Family of ten killed by gunmen

Its called LIBERATION, people of Iraq. As Georgie see it, I am, you know, amazed that this is a society which so wants to be free that they're willing to - you know, that there's a level of violence that they tolerate," By Ammar Karim in Baghdad
October 14, 2006 10:26pm

GUNMEN murdered a Shiite family of 10 just south of Baghdad in part of the bloody campaign of sectarian cleansing that is plaguing rural areas outside the Iraqi capital.

Late yesterday, gunmen attacked a farmhouse in Saifiyah and killed an entire family, including five women and three children, in an attack apparently motivated by sectarian hatred.

The Shiite village is located in a mostly Sunni area, and for the past month gunmen believed to have links to local Sunni tribes have been attacking Shiite villagers, storming isolated farmhouses and killing the occupants.

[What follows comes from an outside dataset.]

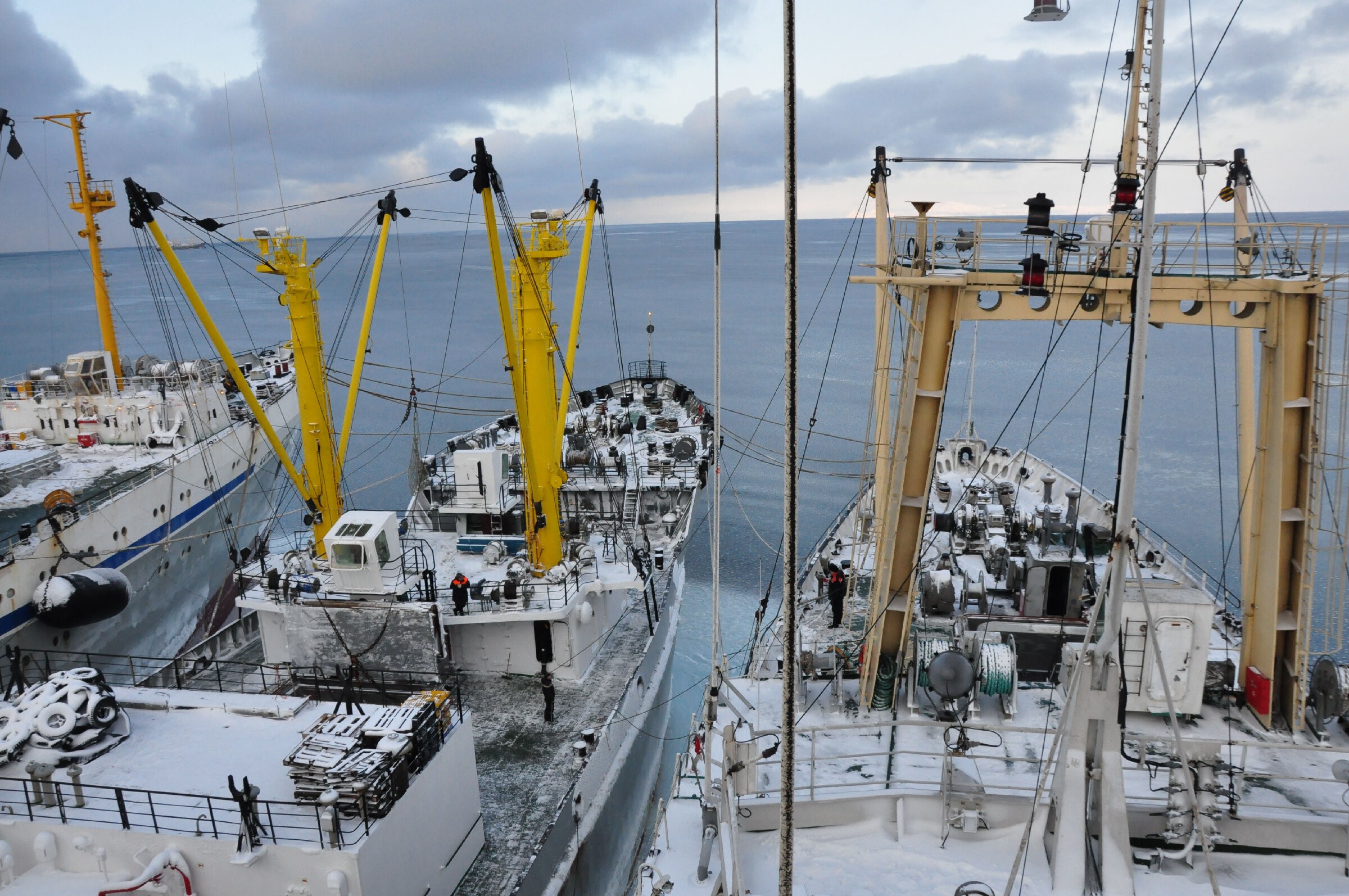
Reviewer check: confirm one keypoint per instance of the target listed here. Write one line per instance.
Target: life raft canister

Bands of Shiite militiamen arrived from Baghdad a week ago and engaged the tribesmen in a gunbattle that eventually prompted the intervention of US forces.

Many Shiite villagers have already fled the area, part of a trend all over the country that has seen more than 100,000 people displaced from their homes in the past three years.

Iraqi police found the corpses of 14 murder victims scattered around the city of Baghdad between dawn yesterday and today, many of them riddled with bullets and showing signs of torture.

Just downstream from the capital, in the village of Suweira, another four bodies were fished out of the Tigris river, all lacking their heads.

The violence was not restricted to the capital, however, and just to the north, in Balad, police reported finding their own grim harvest of corpses, with 26 bodies discovered around the town.

The men had all been kidnapped this morning from a fruit and vegetable market south of the city. They were taken away, tied up, tortured and then shot in the head, said police.

While bombs explode during the day in the beleaguered capital, shadowy death squads prowl the city by night, killing Iraqis from rival religious communities and leaving their tortured bodies to be found in the morning.

The daily toll of corpses has increased during the Muslim holy month of Ramadan, in what a US military spokesman described as a "tremendous spike" in violence.

Most of the killings have been laid at the feet of Shiite death squads, many with links to radical cleric Moqtada al-Sadr's Mahdi Army militia. Yesterday the preacher denounced groups carrying out such killings in his name.

In other Baghdad violence, two members of the National Police were wounded when a roadside bomb exploded near their patrol today.

Two car bombs also exploded in the centre of the city, setting several vehicles alight and sending a thick plume of smoke up over the Tigris, but only wounding one man.

In the capital's southern neighbourhood of Abu Chir, a scene of constant violence, five members of a family were wounded when a mortar round crashed into their house.

Alongside the sectarian killings, mortar duels between rival neighbourhoods have taken their own toll on the city's residents.

In Diyala province northeast of Baghdad, the Iraqi army reported that six gunmen and a female bystander were killed during a clash with US and Iraqi forces southwest of the provincial capital of Baquba.

Two civilians were also killed by gunmen in Baquba itself, and a shopkeeper was shot dead in the central city of Samarra.

Gunmen killed a teacher in the southern city of Diwaniyah in a drive-by shooting, said police, adding that they did not know why the victim was targeted.

Revenge was apparently the motive when a Baathist official with the former regime of Saddam Hussein was dragged from his house this morning by gunmen in the southern city of Amara.

His body was later found near the bus station, police said.